3. I needed to be held.

There are times when grief needs to be met head on with words. I needed to know I wasn’t alone and to hear the experiences of others and I needed to hear comforting words – especially God’s word – and I needed to talk it through. But, oh how I needed to just. be. held. My husband’s arms never felt more comforting or true and my friends hugs – the ones that came when I said, “I don’t know why I’m still so upset”. Those. I needed those. I needed to feel understood and look up into the faces of those caring for me and know that I wasn’t crazy for being sad. And, that human touch – that feeling of being physically held up by another when I wanted to sink into a puddle on the floor was love displayed to me.

4. I could choose to share in the joy of others.

As I’ve talked with my close friends who have miscarried, we all agree that one of the most difficult things you face when you’ve recently miscarried is to hear that someone you know is pregnant. I already had four children, and while fighting the guilt-monster that kept reminding me of that, I still felt the sting of my loss in a very real and acute way when I heard or saw someone else was expecting.

But, when the initial pain lessened, I found that when I deliberately chose to share in the joy of my friends and family who announced new pregnancies, real and tangible and heartfelt joy for them landed right on my heart. Real joy – deep in my heart and down in my soul and as I looked at their faces and went to their baby showers, God was using that joy in my heart to stitch up the wound in me.
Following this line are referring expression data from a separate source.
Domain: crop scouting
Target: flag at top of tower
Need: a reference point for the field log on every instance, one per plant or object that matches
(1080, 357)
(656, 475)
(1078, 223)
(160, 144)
When I realized I could CHOOSE joy, and that I didn’t have to crumble in sorrow, I traded helpless for hopeful.

I didn’t know I could do that – be truly joyful for another when my heart bore a gaping hole. And, you know what? I couldn’t. So God did it for me. And, I felt true joy for the women I loved because He gave it to me. He gave me joy. And it not only filled the gaping hole in me, but it spilled over onto those I loved.

5. God always meets us where we are.

I can’t imagine having a stillborn. Or losing one of my little children now. And, when I try, my heart starts racing and I feel like I can’t breathe and I feel such fear because I don’t know how I would ever recover from such pain and loss. As I tried to compare my early miscarriage to the suffering of others, I felt that I was undeserving of God’s truest grace and tender carebecause I simply wasn’t suffering like others had suffered.

God asks each of us to walk our own road.

God asks each of us to walk our own road.

But, as Elisabeth Elliot says, “There is no grace for your imagination.” God met me where I was – deeply saddened from losing my baby, and He met me there with an abundance of grace as I was loved by friends who prayed with and for me and who held me and allowed me to cry and feel whatever I wanted and needed to feel. He was there with comfort from His word and He SHOWED UP – just like He always does, every time, in every struggle.

He wasn’t asking me to walk another’s road – He was asking me to trust Him as I walked the road He’d set out for me, and I need only to trust Him and know that HE WILL BE THERE.

He always was. He always is.

I now have Holly, my darling girl – who would not be my daughter if God had given me the baby that I lost two years ago. I was afraid when I first got pregnant with her – that I would lose her and my heart would break all over again and I worried. I did. I haven’t slayed the fear-monster. Not sure I ever will.

But God taught me this through my miscarriage: When we walk through the fire of loss or struggle or pain, God is often doing His best work in us. He is gifting us with new compassion and new understanding – when we wouldn’t know them had we not walked through the fire.

Stretching us – in the very best way:

That He may use our broken hearts, to help heal the heart of another.